LIASSON: Right. But look; for a party that's only won the national popular vote once since 1988 - has to rely on either minoritarian institutions or things like election subversion and voter suppression to win. Yes, it's possible for Republicans to win fair and square. They just did that in Virginia. But what all these laws are doing - they're like an insurance policy. If the presidential election in Arizona or Georgia is close in 2024, they now have put in place the mechanisms for making sure they don't lose a close race.

PARKS: How can Democrats or how are Democrats going to combat this, you know, in 2022 and 2024? Because up to this point, they have been really unsuccessful at being able to communicate to their voters about the kind of in-the-weeds issues when it comes to elections.

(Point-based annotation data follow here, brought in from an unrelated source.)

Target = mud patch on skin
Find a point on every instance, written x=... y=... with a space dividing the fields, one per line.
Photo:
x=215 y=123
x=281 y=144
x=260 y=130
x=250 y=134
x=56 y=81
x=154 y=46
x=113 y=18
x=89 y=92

I've been reporting over the last week about this failure on the part of the Democratic Party to pass election reforms in New York last week. New York was a - you know, went for Joe Biden by more than 20 percentage points in 2020, and yet the state voted not to pass no-excuse absentee voting, which we know is very popular among Democrats. And so there is a disconnect. Democrats seem to say that they are prioritizing these sorts of issues, and yet there's been a failure to act at the local state level on them.

LIASSON: Right. And, you know, you can say New York, the problem isn't as urgent for Democrats, but it's a good test case, you know...

PARKS: Right.

LIASSON: ...For something that they supposedly believe in. Look; Sarah Longwell, who's an anti-Trump Republican who does a lot of focus groups, she was in my story. And basically, she said, look; if there's not going to be a policy solution, if Joe Manchin is not going to agree on a carve out for the filibuster so you can pass some voting rights laws, the only solution is political. Democrats simply have to win more races.

SARAH LONGWELL: So right now, Trump is going around endorsing candidates who, for the most part, bolster and repeat his claims that the election were stolen. They also say openly that they would potentially not certify the 2024 elections depending on how they turn out. And so you have to beat candidates like that.

LIASSON: And this just adds to the mountain of problems that Democrats have right now when they're looking forward to the next cycle.

DETROW: Right, going into an election where a lot of these voting restrictions will be law and going into an election cycle where, at the moment, there are massive headwinds of a strange economy filled with inflation and many other things working against the party right now.

LIASSON: Yeah. It's hard to see the optimistic scenario here for Democrats and for people who care about democracy. Let's face it.

DETROW: All right then. I kind of want to, like, do an early Can't Let It Go after this conversation. But, I mean, the fact is this is a real storyline. This is probably the most important thing happening in politics, and we are going to keep having these conversations going forward. So I'm appreciative of both of your reporting, even though I'm going to be in a really bad mood after the taping of this podcast.

PARKS: Sorry, Scott.

LIASSON: That's why they call me Marapocalypse (ph).


PARKS: I haven't heard that.

DETROW: I'm Scott Detrow. I cover the White House.

PARKS: I'm Miles Parks. I cover voting.

LIASSON: And I'm Mara Liasson, national political correspondent.

DETROW: And apocalyptic bringer of doom - thank you for listening to the NPR POLITICS PODCAST.